De acordo com as investigações da PF, João Bernardo tem relação com o blogueiro Allan dos Santos, fundador do site bolsonarista Terça Livre.  A relação dos dois foi descoberta pela entidade depois que o Supremo Tribunal Federal (STF) autorizou a quebra dos sigilos bancários do blogueiro e também apreendeu o celular dele.

Nos dados, a Polícia Federal teria encontrado indícios de transações financeiras suspeitas entre os dois. Além disso, revelou “O Globo”, a PF teria detectado conversas de WhatsApp a respeito de uma transferência de R$ 29 mil feita pelo empresário a pedido do blogueiro e também indícios de que o empresário pagaria as faturas de cartão de crédito de Allan dos Santos.

Nesse sentido, as investigações mostraram que, em diversos meses, o blogueiro teria enviado seus extratos do cartão de crédito para o empresário. Em depoimento à CPMI das Fake News, o blogueiro confessou que o empresário o ajudou a fundar o site, mas não contou sobre transações financeiras.

Atualmente, o caso está sob investigação dentro do inquérito dos atos antidemocráticos, que tramita no STF e foi aberto a pedido da PGR. Em seu depoimento à CPMI, Allan disse que o empresário não tinha mais participação no seu site.

STF queria ouvir empresário

Nos últimos meses, a CPMI tentou convocar o empresário para tentar aprofundar as suspeitas. No entanto, segundo a matéria do “O Globo”, a base bolsonarista atuou para tentar derrubar a convocação.
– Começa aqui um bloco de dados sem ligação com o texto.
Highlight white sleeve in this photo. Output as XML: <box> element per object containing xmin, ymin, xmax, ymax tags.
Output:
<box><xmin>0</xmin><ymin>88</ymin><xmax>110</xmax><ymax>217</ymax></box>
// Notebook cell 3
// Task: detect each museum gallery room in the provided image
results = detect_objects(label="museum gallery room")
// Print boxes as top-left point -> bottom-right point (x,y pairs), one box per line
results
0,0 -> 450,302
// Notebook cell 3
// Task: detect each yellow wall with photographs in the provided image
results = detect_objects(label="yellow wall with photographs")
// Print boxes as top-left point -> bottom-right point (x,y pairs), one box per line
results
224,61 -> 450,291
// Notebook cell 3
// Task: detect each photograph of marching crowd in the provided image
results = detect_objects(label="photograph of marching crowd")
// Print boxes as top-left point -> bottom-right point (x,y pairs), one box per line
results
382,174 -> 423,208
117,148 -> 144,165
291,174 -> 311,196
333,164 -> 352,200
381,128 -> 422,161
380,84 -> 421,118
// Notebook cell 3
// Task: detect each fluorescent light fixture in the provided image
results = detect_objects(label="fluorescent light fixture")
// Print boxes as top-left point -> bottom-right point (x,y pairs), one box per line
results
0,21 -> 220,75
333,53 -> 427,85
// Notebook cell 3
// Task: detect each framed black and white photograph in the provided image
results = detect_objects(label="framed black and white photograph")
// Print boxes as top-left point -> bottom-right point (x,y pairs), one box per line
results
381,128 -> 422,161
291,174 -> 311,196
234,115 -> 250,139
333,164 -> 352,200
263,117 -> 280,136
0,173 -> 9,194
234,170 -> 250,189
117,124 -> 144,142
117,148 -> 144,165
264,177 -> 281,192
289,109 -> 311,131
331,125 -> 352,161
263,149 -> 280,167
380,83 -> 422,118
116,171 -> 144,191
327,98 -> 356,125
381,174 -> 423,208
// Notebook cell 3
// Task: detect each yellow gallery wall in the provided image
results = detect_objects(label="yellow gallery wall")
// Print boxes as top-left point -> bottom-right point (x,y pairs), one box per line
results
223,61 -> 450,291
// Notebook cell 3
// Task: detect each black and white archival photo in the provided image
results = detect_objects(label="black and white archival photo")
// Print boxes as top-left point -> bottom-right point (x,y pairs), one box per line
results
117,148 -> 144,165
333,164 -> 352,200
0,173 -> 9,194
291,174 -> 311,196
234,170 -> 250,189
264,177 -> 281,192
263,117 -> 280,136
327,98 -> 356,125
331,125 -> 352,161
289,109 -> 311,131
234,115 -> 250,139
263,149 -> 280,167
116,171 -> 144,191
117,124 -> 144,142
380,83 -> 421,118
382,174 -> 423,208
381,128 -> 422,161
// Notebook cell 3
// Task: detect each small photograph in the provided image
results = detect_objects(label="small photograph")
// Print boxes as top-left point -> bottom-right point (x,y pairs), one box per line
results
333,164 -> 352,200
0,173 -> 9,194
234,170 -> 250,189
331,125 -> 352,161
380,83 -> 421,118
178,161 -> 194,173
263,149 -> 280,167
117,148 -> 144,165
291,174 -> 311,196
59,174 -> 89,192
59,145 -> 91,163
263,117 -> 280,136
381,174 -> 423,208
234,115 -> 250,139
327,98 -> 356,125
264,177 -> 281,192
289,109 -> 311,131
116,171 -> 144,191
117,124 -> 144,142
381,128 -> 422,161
Há alguns dias, o presidente do STF, Dias Toffoli, revelou, durante entrevista para a “Rede Bandeiriantes”, que a investigação “já identificou financiamento estrangeiro internacional a atores que usam as redes sociais para fazer campanhas contra as instituições, em especial o STF e o Congresso Nacional”.

“A história do país mostrou ao que isso levou no passado. Financiamento a grupos radicais, seja de extrema direita, seja de extrema esquerda, para criar o caos e desestabilizar a democracia em nosso país”, disse Dias Toffoli. Segundo o “O Globo”, fontes revelaram que as declarações do presidente do Supremo eram uma referência ao empresário João Bernardo Barbosa.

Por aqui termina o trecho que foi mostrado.